The source of movie reviews will come from the Rotten Tomatoes (RT) site, published by Senh Duong and Patrick Lee in 1998. To get clean data we will run series of code to remove the unnecessary aspects of the data strings. We will remove the HTML brackets, de-capitalize all words/phrases, and replace any special characters that do not promote sentiment, such as quotation marks, hyphens, and underscores, with a space.

Project Ideas The project can be broken down into four main areas: data acquisition/mining, data analysis, data visualization, and creating a UI tool for users.

Data Collection In order to collect the data from Rotten Tomatoes, we have decided to research into using the Rotten Tomatoes API to collect data. The Rotten Tomatoes API is a tool that enables the user to access the Rotten Tomatoes database for information on ratings, reviews, etc. Currently, we are working on applying for a Rotten Tomatoes API key. By utilizing the Rotten Tomatoes API, we hope to be able to grab data on a specific movie and put all of the ratings from that movie (both critic and audience reviews) into a Python dictionary. Each rating will be correlated with particular text (the review). For instance: {4 : “This movie was pretty good”, 1: “This movie was awful”, ………}

Data Analysis Once the data has been arranged into the Python dictionary, we will need to perform text analysis on the text for each rating. First, we will sort by ratings. We will group ratings from ½ star to 2 stars as “negative”, 2.5 stars to 3.5 stars as “neutral,” and 4 stars to 5 stars as “positive.” Then, we will utilize 4 dictionaries in order to analyze text. The four dictionaries will be called neg_text, neu_text, pos_text, and all_text. Within each of the first three dictionaries, we will essentially keep a count of the words in the text. The “top 50” words from negative, neutral, and positive reviews will be most important. We’ll also add an algorithm to filter out words such as “the”, “a”, “an”, “or”, “not,” which do not provide us any useful emotive information; most likely this will just be an if condition within the algorithm which counts all of the words. In the all_text dictionary, we will plan to map each word to an array of ratings. In other words, the dictionary will look something like this: {“sensational” : [3.5, 4, 4.5, 4, 3.5, 5, 5, 5, 3, 2, 4.5, …..], “horrendous” : [1, 3, 2.5, 2, …..], …} Within each word, we will be able to go back and see the “average rating” correlated with that word.

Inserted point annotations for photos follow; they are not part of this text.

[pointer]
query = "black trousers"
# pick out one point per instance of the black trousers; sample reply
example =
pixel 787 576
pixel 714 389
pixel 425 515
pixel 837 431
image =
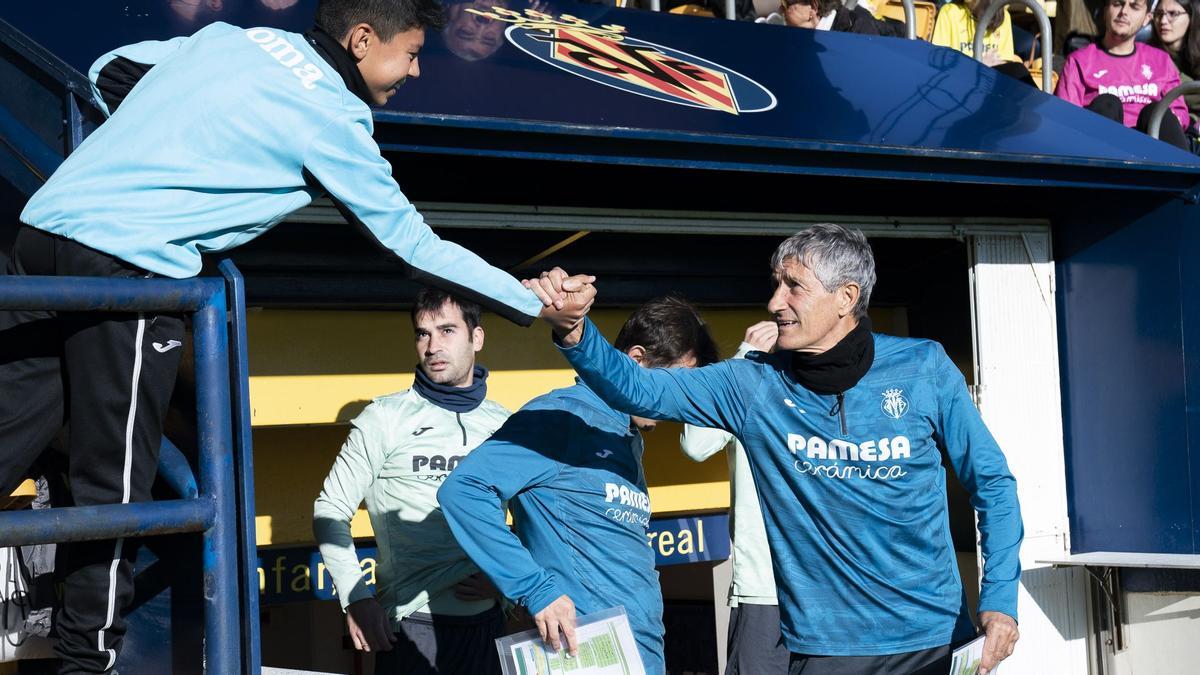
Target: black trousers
pixel 1169 131
pixel 111 375
pixel 935 661
pixel 444 645
pixel 756 643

In essence, we will want to analyze the data to come up with the following data points: Average “rating” for each word (i.e. the word “terrible” on average is correlated with a rating of 1.8) Top 50 words in each category of rating (negative, neutral, positive) (i.e. the most common words on positive ratings were: “classic,” “fabulous,” “epic,” . . . etc.)

Data Visualization Once the data has been collected, we will make use of matplotlib to neatly plot our findings. I can imagine a few different plots which can provide important data findings: Plot the 10 most common words for each category of rating along with their counts Plot a graph that consists of all average ratings (most likely a histogram); I hypothesize this graph to be roughly a normal distribution, centered on the average of the movie chosen

UI Tool Lastly, we will develop a UI tool that can provide helpful information to the users about the reviews on Rotten Tomatoes. The UI tool will be designed such that the user can choose two important criteria: Rating of movie (drop-down select menu of “Positive,” “Neutral”, or “Negative”) Keywords associated with the movie rating. The user can enter words like “fantastic” or “awful” The default for both positions, respectively, are “Positive” rating and “good” as a keyword.

Timeline
This project will be completed with specific goals in mind, week-by-week. The tentative plan is as follows, keeping in mind that we have only six weeks remaining to have a finished application: Week 5 - By the end of week 5, we would like to have a working version of the Rotten Tomatoes API. If for some reason our request is denied, we should have another working solution in order to collect the Rotten Tomatoes data. By the end of the week, we basically want to have all of the “data collection” portion of the project complete, including reviews and ratings.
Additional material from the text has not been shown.